Wann besteht Anspruch auf Kindergeld bei Ausbildung oder Studium im außereuropäischen Ausland? Nach dem BFH kann ein inländischer Wohnsitz vorliegen, wenn das Kind die Wohnung der Eltern mehr als die Hälfte der ausbildungsfreien Zeit nutzt. Für die Berechnung dieser Zeit ist auf das Ausbildungs-, Schul- oder Studienjahr abzustellen.
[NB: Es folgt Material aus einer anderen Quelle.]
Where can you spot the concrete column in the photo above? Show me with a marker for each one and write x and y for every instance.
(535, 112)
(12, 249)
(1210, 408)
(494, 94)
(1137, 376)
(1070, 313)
Die Gründe für den Inlandsaufenthalt spielen hierbei keine Rolle.
Der Bundesfinanzhof (BFH) hat mit einer Entscheidung vom 21.06.2023 (III R 11/21) seine Grundsätze für den Bezug von Kindergeld für Kinder, die zu Ausbildungszwecken im außereuropäischen Ausland leben, bestätigt und weiter konkretisiert.
Sachverhalt im Besprechungsfall
T wohnte zunächst im Haushalt ihrer Mutter im Inland. Die Mutter war für T kindergeldberechtigt. Dann nahm T in Australien ein einjähriges Studium auf, das später verlängert wurde.
Bis zum Abschluss des Studiums hielt sich T lediglich zweimal bei der Mutter im Inland auf. Die Zahlung des Kindergelds wurde daraufhin eingestellt. Einspruch und Klage hiergegen waren weitgehend erfolglos. Der BFH folgte dem im Wesentlichen.
Grundsätze und Entscheidung im Besprechungsfall
Bei der Berechnung, ob sich ein Kind in den ausbildungsfreien Zeiten überwiegend im Inland aufhält und – von kurzen Unterbrechungen abgesehen – die elterliche Wohnung nutzt, ist im Regelfall auf das Ausbildungs-, Schul- oder Studienjahr abzustellen.
Die Zeiten, in denen sich das Kind vor dem Beginn und nach dem Ende der Ausbildung im Inland aufhält, bleiben dabei außer Betracht.
Steht aber bereits während des laufenden Ausbildungs-, Schul- oder Studienjahres fest, dass das Kind nicht mehr als die Hälfte der ausbildungsfreien Zeit in der elterlichen Wohnung verbringen wird, so spricht dies für eine Aufgabe des inländischen Wohnsitzes bereits zu diesem Zeitpunkt und nicht erst zum Ende des jeweiligen Ausbildungs-, Schul- oder Studienjahres.
Bei der Frage, ob das Kind die ausbildungsfreie Zeit überwiegend im Inland bzw. in der dortigen elterlichen Wohnung verbracht hat, werden alle Aufenthaltstage gezählt. Die Gründe für den Aufenthalt im Inland spielen bei der Ermittlung seiner Dauer keine Rolle.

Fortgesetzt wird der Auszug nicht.